Esos domingos sí me gustaban.

12

Sábado: 1:50pm

—Ahora —saltó la página de su cuaderno para empezar a escribir en una nueva—, la gran pregunta: ¿cómo es que unos humildes trillizos albinos de nueve años de edad terminan siendo tan adinerados?

—Todo el mundo sabe esa respuesta.

—Sí, pero yo no le estoy preguntando a "todo el mundo", te estoy preguntando a ti.

Me reí.

Karina era, en efecto, inteligente, pero había algo en ella que no me parecía encajar. Su actitud a veces contradecía su intelecto.

—Esa habilidad que tienes de ser descortés con los que son mayores que tú es espontánea o fingida.

Reflexionó mi pregunta un par de segundos.

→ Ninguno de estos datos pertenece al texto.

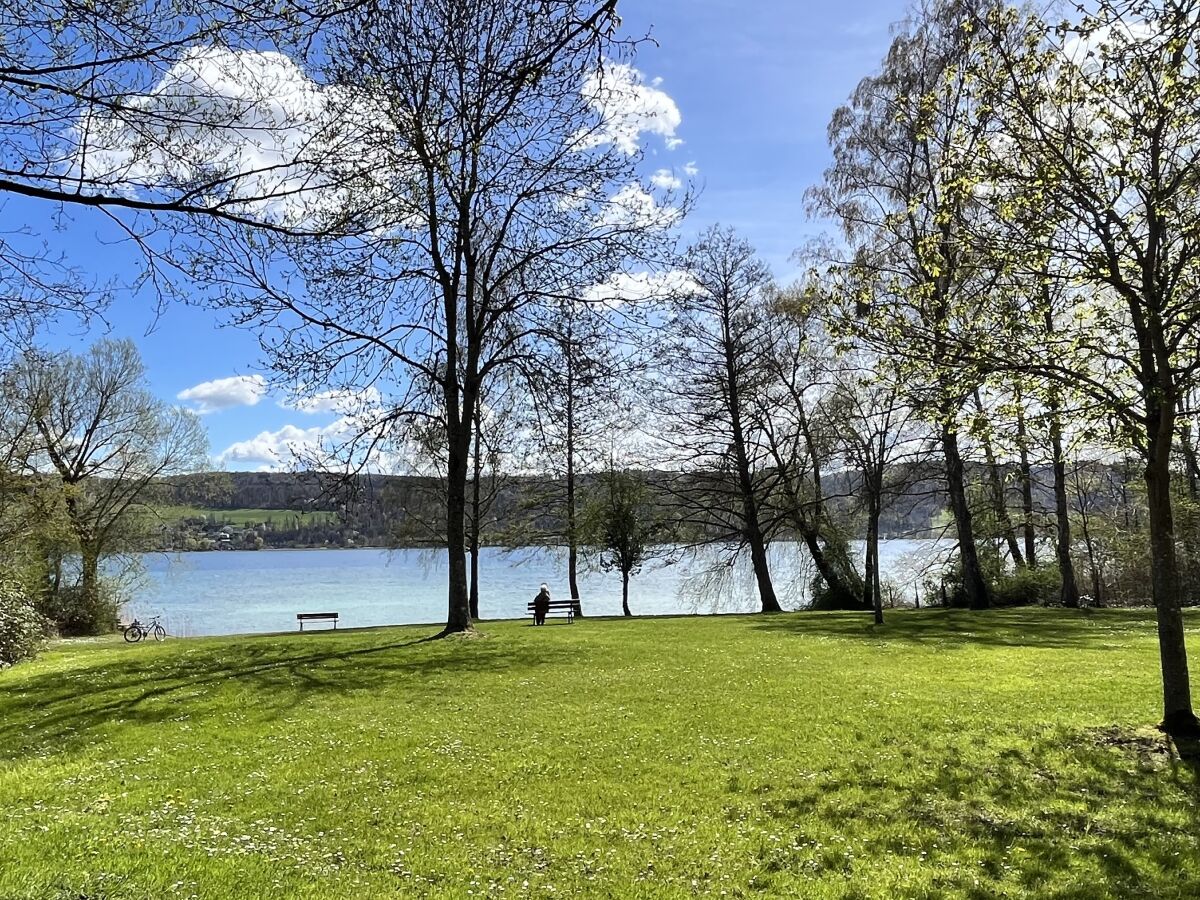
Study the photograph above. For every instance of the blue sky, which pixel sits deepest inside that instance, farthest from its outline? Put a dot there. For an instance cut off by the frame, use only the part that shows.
(755, 82)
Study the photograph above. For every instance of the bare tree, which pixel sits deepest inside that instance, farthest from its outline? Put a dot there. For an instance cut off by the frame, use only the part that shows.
(712, 353)
(801, 437)
(107, 439)
(875, 439)
(498, 179)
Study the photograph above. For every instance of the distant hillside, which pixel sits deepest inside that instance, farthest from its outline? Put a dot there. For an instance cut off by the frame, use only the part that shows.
(310, 509)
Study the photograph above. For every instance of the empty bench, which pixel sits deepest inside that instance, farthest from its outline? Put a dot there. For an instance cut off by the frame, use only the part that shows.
(301, 617)
(559, 607)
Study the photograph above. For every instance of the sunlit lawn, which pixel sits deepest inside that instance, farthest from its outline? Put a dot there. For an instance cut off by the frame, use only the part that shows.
(1002, 754)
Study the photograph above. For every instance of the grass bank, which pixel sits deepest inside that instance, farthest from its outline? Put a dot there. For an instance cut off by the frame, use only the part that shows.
(948, 754)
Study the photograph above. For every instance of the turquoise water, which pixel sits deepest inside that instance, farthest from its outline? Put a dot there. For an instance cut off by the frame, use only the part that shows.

—Espontanea —confesó—. Ahora, responde sino quieres recibir más de mis espontaneidades.

—No puedo asegurarte que siga respondiendo tus preguntas si tú sigues con actitudes inadecuadas.

—Ok, ok. Me comporto bien —con su mano dibujó una invisible aureola angelical por encima de su cabeza.

—Bueno —me acomodé en el asiento—, cuando vivíamos en el campo...

—No tonto, obvia esa parte. Ya tu hermano me la explicó. Empieza desde el accidente en adelante. ¿Qué pasó después?

Domingo: 7:04am

—¿Sabes qué?

—No, no sé ni quiero saber.

Ya estábamos cerca de la salida del parque.

Después de que Ada nos diera la espalda mi hermano había empezado la marcha dando grandes zancadas, pero poco a poco fue disminuyéndole el ritmo a su marcha a medida que se acercaba a la salida, como si una fuerza gravitacional lo atrajera hacia el interior del Peñalver. A la final se detuvo en seco a pocos pasos de las verjas que bordeaban el recinto.

—No puedo irme.

—Por el amor de Dios Ron, vámonos de una vez. Ya estamos cerca de la salida. Otro día la ves, hablas con ella, se besan, se meten mano y todo eso. Ya ha sido suficiente por hoy.

—No puedo irme —reiteró—. Si lo hago estaría traicionándola.

—¿Traicionándola? Si ella casi se arrodilla para pedirte que te largaras y la dejaras en paz. ¿Cómo vas a traicionarla?

—La semana pasada ella me dijo que debía vivir mi vida como yo quisiera. Me dijo que no dejara que otros decidieran por mí.

—¡Exacto! "La semana pasada". Hoy te pidió que la dejaras tranquila. Además, te dio su palabra de que te buscaría.

—No me quiero ir y no lo voy a hacer. Y Punto. Además, este es un parque público. Yo tengo tanto derecho a estar aquí como ella.

—Si te quedas te va a odiar.

—Quizás, pero si me voy terminaré odiándome a mí mismo.

No me jaló por el brazo.

No insistió para que lo acompañara.

Simplemente me dio la espalda y se sumergió en el denso bosque. Yo tomé la dirección contraria, hacia mi apartamento.